Austrian poet, novelist, essayist, and translator Dr. Robert Menasse has won numerous awards in many countries for his journalistic work on issues of culture, political essays, and books. People in Germany show great respect for him and interest in his ideas. Therefore, he was invited to give a speech “Countdown to Europe” at the opening ceremony of the International Conference the M100 Sanssouci Colloquium titled “What kind of Europe? Learning from the Crisis” in Potsdam. The same day Sueddeutsche Zeitung published Menasses’ article with the same headline. The Day’s correspondent took the opportunity to interview Dr. Menasse during the conference.
You have told that the European project does not have any future without introducing post-national democracy in Europe. Do you really believe that Europe does not have a future without introducing post-national democracy?
“We have to invent a completely new form of democracy and democratic legitimation. Why? The European project started with an idea of overcoming nationalism. Nationalism was the reason for the wars, conflicts, problems in European history. Nationalism led to two world wars and to Auschwitz. After that, the decision was ‘let’s overcome nationalism.’ The idea was to bring European nations into a kind of interdependence, so no individual nation can any longer impose its national interests over the others, and minimize the conflict potential. This was the idea, and step by step this was done, and now we have the form of the European Union the way we know it today. And the problem is, to unify the continent, to unify European nations, the governments of the nations have to come together – because they were elected, and they have democratic legitimation. And now they are sitting together, with this meltdown in Europe’s economy, and the governments of different nations in this institution, the European Council, have to make now further European politics. But what are they doing? They are defending their national interests, they are doing something contrary to what the [original] idea was. And why do they do so? Because they are elected in their nations, and they have to explain things to their populations… They can only get reelected when they explain to their populations that they have been acting in the interests of their nations.
“So when we have a European problem today, what is the result? The problem is automatically seen by the governments of different nations as the problem of one nation, in this case Greece. At the same time they have to explain to their voters how they will defend costs for them. What are the costs for the German nation in case of the problem with Greece? However, in reality we have a European problem, and we need a European solution. But as long as governments are elected in their nations, we have a system of defending national interests. And therefore I say we need another form of democracy. National democracy was the product of the 19th century to organize national states. But we don’t have national states any longer because 80-85 percent of national sovereignty is given over to Brussels. So we don’t have those classical nations any longer, and for this we have to invent another form of democracy, of democratic legitimation in Europe. And we should discuss how this new democracy can be organized, into which institutions, and what system of voting it should have, and so on, and so forth. The most important thing is to start the discussion.”
So, you don’t see this start? Can you see any European politicians supporting and sharing your ideas?

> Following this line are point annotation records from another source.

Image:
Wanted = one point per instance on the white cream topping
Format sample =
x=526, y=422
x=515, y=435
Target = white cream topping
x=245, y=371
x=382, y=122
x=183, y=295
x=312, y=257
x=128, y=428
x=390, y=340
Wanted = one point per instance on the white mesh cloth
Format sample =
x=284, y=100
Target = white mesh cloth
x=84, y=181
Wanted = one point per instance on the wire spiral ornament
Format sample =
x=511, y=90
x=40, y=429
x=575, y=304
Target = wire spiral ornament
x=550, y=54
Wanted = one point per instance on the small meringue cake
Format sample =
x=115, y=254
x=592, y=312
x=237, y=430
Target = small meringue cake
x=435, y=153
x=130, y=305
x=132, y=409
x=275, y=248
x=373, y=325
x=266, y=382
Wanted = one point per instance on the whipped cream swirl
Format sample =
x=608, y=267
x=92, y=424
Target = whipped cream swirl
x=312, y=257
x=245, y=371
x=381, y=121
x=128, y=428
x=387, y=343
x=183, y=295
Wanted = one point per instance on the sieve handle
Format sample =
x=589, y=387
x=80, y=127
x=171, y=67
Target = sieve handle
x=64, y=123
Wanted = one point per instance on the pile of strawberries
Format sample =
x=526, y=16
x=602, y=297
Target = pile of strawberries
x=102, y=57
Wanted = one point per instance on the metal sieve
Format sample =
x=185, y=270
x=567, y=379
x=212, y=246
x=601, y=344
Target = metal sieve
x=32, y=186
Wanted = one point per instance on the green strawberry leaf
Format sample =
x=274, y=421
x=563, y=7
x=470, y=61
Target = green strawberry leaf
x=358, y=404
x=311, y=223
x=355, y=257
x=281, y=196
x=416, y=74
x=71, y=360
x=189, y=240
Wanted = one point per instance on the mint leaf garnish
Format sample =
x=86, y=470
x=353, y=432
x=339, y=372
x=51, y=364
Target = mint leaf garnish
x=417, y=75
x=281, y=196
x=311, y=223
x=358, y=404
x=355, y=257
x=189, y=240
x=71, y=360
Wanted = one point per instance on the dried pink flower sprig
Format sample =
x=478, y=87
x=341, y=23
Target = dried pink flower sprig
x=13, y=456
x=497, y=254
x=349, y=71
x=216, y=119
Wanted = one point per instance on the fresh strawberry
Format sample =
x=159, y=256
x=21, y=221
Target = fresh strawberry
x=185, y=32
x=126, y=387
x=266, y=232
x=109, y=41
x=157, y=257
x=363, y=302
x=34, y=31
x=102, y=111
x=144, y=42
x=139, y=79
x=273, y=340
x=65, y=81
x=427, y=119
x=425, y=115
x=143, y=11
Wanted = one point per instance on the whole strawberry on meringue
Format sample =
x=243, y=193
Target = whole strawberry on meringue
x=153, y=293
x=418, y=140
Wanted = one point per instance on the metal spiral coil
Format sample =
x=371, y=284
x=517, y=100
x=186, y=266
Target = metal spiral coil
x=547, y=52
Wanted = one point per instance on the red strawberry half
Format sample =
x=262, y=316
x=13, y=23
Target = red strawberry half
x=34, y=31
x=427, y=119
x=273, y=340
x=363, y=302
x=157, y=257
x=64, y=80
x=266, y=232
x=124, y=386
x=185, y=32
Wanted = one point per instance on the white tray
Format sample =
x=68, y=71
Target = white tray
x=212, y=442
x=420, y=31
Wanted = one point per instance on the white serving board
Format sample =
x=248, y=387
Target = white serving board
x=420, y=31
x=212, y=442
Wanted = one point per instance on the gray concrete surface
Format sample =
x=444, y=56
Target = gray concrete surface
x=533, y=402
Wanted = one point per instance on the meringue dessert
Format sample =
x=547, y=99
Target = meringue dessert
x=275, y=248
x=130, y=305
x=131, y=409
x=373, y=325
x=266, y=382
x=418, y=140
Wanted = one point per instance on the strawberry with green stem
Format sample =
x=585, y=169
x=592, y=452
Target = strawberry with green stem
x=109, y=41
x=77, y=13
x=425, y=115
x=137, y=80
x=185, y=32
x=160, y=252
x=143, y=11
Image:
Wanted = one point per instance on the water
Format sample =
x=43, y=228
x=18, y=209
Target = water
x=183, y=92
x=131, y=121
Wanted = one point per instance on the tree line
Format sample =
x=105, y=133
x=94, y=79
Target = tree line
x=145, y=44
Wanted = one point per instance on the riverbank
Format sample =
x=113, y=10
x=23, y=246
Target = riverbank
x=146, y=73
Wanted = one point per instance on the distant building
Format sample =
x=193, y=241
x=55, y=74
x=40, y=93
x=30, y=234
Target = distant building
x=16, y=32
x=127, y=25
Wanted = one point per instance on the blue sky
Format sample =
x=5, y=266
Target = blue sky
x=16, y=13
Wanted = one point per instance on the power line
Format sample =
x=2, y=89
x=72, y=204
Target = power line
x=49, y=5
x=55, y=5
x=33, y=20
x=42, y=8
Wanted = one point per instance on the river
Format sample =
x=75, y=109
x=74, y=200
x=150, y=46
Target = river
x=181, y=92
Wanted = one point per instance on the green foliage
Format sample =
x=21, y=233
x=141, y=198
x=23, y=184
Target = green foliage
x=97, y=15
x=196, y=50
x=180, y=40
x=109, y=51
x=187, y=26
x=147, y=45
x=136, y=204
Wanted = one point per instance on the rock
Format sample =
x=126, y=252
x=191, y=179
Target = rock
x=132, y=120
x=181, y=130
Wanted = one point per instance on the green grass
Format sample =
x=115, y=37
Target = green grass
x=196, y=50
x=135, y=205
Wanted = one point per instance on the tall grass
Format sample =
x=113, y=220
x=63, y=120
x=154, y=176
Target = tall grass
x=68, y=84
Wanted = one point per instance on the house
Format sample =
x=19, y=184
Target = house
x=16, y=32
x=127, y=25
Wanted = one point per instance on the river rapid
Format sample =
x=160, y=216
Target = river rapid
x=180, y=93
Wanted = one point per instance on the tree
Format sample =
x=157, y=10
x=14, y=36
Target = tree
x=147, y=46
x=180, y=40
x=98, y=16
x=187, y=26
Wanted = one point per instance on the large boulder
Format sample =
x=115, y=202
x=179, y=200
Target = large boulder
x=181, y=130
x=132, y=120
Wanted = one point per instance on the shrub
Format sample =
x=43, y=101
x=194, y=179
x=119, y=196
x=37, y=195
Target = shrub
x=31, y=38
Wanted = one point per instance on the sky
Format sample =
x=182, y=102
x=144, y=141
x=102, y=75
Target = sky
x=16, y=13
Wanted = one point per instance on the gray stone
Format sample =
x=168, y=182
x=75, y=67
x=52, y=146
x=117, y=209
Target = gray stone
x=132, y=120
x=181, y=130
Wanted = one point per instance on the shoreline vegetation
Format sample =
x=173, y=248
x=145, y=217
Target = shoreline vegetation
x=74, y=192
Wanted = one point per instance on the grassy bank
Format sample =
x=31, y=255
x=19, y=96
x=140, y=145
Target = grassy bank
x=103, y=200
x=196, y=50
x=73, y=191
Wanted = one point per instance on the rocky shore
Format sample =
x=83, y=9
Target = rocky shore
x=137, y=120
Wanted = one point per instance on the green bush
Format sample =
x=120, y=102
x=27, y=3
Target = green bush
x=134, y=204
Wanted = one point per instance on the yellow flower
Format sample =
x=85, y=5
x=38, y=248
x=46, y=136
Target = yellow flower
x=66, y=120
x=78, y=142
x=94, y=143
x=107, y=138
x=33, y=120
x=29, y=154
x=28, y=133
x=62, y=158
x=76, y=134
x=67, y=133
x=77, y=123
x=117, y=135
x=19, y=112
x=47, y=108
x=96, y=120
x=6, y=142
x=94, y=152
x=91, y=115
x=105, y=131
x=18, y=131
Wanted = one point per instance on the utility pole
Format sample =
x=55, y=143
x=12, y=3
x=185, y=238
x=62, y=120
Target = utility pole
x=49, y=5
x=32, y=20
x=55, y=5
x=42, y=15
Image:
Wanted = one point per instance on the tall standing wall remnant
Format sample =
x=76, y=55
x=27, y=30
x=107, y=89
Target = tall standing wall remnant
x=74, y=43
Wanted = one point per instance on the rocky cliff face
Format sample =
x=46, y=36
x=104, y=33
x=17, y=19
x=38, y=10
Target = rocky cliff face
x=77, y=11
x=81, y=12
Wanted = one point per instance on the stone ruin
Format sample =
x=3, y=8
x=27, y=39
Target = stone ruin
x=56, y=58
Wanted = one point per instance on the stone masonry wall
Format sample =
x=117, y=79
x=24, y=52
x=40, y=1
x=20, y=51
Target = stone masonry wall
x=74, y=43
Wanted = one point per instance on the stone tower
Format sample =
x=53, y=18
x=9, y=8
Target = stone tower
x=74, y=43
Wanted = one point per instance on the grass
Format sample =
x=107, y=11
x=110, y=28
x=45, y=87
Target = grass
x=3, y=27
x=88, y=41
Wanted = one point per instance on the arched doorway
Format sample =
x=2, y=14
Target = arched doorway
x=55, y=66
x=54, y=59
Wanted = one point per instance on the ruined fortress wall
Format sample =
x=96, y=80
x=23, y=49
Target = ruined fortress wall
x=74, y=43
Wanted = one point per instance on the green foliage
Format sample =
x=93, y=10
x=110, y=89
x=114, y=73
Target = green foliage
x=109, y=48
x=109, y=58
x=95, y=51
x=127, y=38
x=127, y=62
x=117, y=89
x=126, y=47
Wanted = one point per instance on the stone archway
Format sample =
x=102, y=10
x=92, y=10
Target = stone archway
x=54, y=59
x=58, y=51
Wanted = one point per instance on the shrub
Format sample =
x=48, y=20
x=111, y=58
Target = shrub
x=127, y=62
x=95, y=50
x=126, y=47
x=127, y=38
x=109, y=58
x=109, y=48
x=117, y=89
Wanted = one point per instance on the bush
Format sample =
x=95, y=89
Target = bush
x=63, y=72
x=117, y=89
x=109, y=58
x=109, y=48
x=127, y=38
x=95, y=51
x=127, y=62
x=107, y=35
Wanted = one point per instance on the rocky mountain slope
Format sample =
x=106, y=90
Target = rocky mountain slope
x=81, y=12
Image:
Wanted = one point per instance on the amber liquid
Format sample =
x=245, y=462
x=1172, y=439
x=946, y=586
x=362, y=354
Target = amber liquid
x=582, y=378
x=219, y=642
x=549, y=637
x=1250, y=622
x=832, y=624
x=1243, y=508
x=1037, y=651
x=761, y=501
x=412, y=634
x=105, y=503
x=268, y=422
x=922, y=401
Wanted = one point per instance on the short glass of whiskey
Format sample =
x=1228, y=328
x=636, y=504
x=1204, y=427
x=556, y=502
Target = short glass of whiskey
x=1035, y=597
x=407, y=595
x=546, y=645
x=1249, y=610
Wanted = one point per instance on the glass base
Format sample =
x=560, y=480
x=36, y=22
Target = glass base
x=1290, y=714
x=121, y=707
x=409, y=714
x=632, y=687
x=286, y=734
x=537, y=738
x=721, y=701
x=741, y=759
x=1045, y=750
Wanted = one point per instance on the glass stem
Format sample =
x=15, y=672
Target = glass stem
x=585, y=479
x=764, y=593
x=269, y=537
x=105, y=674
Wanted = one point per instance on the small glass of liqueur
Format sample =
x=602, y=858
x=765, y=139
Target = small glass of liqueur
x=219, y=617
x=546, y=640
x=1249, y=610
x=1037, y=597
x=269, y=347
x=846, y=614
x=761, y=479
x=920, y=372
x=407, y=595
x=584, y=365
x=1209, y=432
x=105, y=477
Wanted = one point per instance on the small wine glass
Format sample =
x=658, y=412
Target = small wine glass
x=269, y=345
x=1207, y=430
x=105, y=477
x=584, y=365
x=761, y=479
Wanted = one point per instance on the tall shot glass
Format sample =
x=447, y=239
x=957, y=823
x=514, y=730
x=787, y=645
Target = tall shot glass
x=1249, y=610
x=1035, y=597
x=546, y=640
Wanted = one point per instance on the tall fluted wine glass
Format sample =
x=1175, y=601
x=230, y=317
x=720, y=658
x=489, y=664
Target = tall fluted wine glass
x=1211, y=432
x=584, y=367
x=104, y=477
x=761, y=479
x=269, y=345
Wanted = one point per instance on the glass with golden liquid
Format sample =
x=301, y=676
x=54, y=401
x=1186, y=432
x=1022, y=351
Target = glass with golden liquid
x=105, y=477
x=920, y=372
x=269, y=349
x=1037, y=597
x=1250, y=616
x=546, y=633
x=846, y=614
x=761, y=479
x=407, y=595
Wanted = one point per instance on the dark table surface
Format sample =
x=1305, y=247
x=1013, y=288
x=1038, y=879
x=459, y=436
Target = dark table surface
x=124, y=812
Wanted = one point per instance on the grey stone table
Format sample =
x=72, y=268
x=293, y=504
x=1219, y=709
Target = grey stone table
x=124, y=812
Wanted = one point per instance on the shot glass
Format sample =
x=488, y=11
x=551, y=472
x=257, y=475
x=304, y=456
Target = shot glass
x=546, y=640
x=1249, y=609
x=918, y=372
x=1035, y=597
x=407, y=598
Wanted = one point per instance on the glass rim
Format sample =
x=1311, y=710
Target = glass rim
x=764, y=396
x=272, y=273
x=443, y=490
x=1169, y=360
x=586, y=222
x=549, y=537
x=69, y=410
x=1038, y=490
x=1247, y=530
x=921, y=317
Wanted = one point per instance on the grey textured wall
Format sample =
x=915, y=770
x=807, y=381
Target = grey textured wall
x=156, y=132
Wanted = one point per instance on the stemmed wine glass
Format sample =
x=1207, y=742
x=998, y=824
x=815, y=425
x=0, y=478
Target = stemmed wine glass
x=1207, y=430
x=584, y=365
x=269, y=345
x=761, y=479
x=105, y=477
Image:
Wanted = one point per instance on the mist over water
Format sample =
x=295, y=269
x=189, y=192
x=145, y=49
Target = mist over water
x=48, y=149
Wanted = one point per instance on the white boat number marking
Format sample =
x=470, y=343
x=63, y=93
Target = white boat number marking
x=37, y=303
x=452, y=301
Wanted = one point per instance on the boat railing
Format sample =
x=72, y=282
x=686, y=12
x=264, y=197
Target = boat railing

“Intellectuals do, philosophers do, a lot of public servants, working at the European Commission, for example, and thinking European way – they do as well. But political elites don’t, because the national card is their life security, politically. And this is very interesting, because they know that if they want to be reelected, they have to communicate only with their national electorate. But a lot of people, and I as well, obviously try to initiate the discussion to say that we have to invent new national democracy, and we can imagine that we can start with the Lisbon Agreement, where Europe of the regions is described, and the subsidiarity principle, so I can imagine a common Europe, in which a European government, elected by the European Parliament, produces basic decisions for all together, and inside these basics every region has its democratic structure where people understand the things, they know where they are living, they understand the problems of their homeplace. For example, in a region in Poland everyone knows the problems of their region, but they don’t understand the problems of another region in Poland, but they think they have to give their vote for all Poland. But at the same time it’s against Europe, and Poland is a member of the European Union. This is a contradiction. So, a Europe of regions, organized in a new, democratic, post-nationalist way, could be a future – but we have to discuss it.”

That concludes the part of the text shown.